Estos lineamientos se implementaron por primera vez para este proceso electoral local (las votaciones serán el 6 de Junio de 2021). Las acciones afirmativas que el IEEBC estableció (y que son obligatorias para los partidos políticos) son que cada partido debe tener por lo menos dos personas indígenas como candidatas a una diputación local (de un total de 17 distritos locales), así como una persona indígena como candidata para regidor (a) en cada uno de los cinco municipios, a excepción de Ensenada, que por el alto porcentaje de población indígena, cada partido debe proponer a dos regidurías indígenas.

Sin embargo, el hambre de poder y de dinero es cruda, y personas que NO son indígenas se presentaron como candidatas (os) indígenas, obteniendo documentos de autoadscripción indígena de manera ilegítima, ya sea por engaños a personas indígenas, o comprándolos (hecho que invalida el documento). En Baja California dos candidatos (as) a diputaciones locales y dos candidatos (as) a regidurías (en Ensenada) fueron impugnados por usurpar la identidad indígena: Miriam Cano de MORENA que fingió ser Triqui (y no lo es, ni de ningún grupo indígena), quien se quería elegir como diputada local del distrito XVII, que abarca San Quintín y áreas aledañas; Rigoberto Campos, quien quiere ser el candidato del PES para el distrito I local (correspondiente al valle de Mexicali) y fingió ser Cucapáh (no lo es, ni de ningún grupo indígena), así como Jorge Vega y María Ostos, ambos candidatos a regidores de Ensenada que fingen ser Kumiai (sin ser de este ni de ningún otro grupo indígena).

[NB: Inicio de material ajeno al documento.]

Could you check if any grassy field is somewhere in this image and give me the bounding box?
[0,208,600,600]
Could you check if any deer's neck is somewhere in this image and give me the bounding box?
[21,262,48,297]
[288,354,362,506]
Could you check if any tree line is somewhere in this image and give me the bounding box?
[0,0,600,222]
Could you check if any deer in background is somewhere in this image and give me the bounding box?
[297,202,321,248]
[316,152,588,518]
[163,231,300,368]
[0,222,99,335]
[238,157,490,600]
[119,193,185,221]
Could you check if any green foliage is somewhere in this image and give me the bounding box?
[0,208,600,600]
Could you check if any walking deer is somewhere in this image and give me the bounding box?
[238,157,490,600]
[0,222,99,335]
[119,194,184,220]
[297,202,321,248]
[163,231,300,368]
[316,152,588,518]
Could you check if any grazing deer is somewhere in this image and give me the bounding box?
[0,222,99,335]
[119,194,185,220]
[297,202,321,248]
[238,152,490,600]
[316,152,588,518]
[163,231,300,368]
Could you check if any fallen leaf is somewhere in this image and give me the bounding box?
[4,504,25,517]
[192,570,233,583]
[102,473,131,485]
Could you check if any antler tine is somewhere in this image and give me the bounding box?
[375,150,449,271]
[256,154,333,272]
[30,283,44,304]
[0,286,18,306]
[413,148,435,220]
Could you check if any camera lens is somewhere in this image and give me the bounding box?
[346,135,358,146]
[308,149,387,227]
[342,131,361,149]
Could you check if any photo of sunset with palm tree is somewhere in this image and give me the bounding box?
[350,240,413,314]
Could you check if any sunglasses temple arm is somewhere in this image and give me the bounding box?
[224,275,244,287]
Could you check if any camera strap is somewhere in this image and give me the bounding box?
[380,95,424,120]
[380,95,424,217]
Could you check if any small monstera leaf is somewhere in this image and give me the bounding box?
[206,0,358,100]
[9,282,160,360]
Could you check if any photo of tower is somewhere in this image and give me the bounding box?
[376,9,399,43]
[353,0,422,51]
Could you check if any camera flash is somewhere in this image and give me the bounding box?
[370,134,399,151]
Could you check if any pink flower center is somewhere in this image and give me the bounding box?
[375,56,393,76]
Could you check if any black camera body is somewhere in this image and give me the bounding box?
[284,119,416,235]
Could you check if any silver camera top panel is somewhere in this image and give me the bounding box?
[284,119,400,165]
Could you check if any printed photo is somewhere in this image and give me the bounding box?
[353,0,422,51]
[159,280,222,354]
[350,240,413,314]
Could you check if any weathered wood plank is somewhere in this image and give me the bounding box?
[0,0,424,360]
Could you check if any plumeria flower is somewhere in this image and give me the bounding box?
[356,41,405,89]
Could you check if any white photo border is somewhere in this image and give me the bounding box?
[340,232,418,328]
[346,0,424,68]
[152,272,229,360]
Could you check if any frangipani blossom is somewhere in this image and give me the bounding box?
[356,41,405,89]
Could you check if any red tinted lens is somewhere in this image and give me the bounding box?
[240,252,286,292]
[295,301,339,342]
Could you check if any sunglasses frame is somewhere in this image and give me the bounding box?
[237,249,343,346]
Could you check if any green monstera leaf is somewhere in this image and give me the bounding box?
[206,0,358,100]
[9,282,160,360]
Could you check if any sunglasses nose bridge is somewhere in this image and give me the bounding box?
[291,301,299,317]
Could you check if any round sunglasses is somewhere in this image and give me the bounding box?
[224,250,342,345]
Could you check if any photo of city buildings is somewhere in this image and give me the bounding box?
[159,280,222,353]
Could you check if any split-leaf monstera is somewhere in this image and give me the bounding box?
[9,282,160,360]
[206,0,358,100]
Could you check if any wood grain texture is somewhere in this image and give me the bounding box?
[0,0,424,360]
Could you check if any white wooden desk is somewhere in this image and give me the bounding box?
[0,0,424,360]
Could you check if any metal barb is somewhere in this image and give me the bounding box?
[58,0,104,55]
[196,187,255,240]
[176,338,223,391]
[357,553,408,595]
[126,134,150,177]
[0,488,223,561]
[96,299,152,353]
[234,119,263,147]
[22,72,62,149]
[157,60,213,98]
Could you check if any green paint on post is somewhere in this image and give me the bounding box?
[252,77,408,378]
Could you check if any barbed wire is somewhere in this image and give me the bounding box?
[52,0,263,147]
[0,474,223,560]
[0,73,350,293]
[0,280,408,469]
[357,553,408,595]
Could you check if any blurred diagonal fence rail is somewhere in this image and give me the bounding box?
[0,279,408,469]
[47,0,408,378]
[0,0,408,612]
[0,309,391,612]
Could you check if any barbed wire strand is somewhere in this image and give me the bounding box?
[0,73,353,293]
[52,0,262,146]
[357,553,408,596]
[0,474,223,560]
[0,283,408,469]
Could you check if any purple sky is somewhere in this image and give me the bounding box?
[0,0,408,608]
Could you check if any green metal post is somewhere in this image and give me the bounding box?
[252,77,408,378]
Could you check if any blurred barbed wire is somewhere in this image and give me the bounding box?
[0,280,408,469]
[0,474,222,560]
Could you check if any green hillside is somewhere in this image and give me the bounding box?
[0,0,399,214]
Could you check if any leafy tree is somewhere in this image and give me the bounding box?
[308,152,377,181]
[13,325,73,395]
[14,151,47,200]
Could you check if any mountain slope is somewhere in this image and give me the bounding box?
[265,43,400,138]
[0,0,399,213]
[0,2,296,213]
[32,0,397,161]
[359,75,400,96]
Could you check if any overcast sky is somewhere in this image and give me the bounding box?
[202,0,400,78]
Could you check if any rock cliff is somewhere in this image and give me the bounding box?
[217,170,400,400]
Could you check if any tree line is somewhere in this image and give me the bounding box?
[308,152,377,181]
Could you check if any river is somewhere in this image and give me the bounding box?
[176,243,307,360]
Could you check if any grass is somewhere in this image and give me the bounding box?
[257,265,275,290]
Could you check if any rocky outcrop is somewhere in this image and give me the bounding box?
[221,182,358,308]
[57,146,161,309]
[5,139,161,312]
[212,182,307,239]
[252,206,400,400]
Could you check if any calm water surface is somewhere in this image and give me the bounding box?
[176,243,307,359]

Lo que no se esperaban estas personas nefastas es que los grupos indígenas ya no se dejan, sino que luchan y resisten en defensa de sus derechos: Un grupo de indígenas Triquis de San Quintín, encabezados por Norma Cruz, (quien es maestra de educación indígena desde hace 16 años, así como pasante de derecho, defensora de derechos indígenas y gestora social) entablaron un proceso de impugnación legal de la candidatura de la usurpadora Miriam Cano (RI-133), ante el Tribunal de Justicial Electoral de Baja California (TJEBC). Como académico he estado apoyando y asesorando a este grupo para el proceso, y hemos estado recibiendo un apoyo legal total por parte de la Lic. Carmen Ramírez, abogada de la Defensoría Pública para Pueblos y Comunidades Indígenas del Tribunal Electoral del Poder Judicial de la Federación.

Después de más de un mes de un trabajo colectivo y de lucha, se logró hacer justicia. El día 21 de Mayo el TJEBC revocó parcialmente el punto de acuerdo del IEEBC que reconocía la autoadscripción indígena de Miriam Cano, y resolvió exigir al IEEBC a que realizara las diligencias necesarias para investigar la validez del documento presentado por Cano y de corroborar directamente con las personas de la comunidad indígena Triqui si ella es indígena verdaderamente en un plazo de 72 horas. Al agotarse el plazo, el Consejo Distrital analizó las pruebas presentadas por Cano y los resultados de las diligencias investigativas y en sesión extraordinaria del día 26 de Mayo resolvieron por unanimidad retirarle la candidatura a Miriam Cano por NO acreditar legítimamente los 2 elementos requeridos en la autoadscripción calificada indígena: el ser indígena y el tener vínculos con la comunidad y trabajo en favor de la misma.

Es importante resaltar que este proceso solo fue posible gracias a la voluntad y trabajo del grupo de personas indígenas firmantes de la demanda colectiva: Junto con Norma Cruz Salazar, en la demanda colectiva participaron Julián Rodríguez Paz, Vanessa Sánchez Ramírez, Mario Rodríguez Martínez, Margarita Salazar García, Abelina Ramírez Ruiz y Agustina Ramírez Martínez, así como por el gran e invaluable apoyo de la Lic. Carmen Ramírez. Este es un resultado histórico de justicia para los pueblos indígenas, del cual estoy contento de haber sido parte.

Finalmente, hay que seguir presionando para que se revoquen también las candidaturas de Vega, Ostos y Campos, quienes usurpan la identidad indígena, por medio de movimientos nefastos y bajos de politiquería.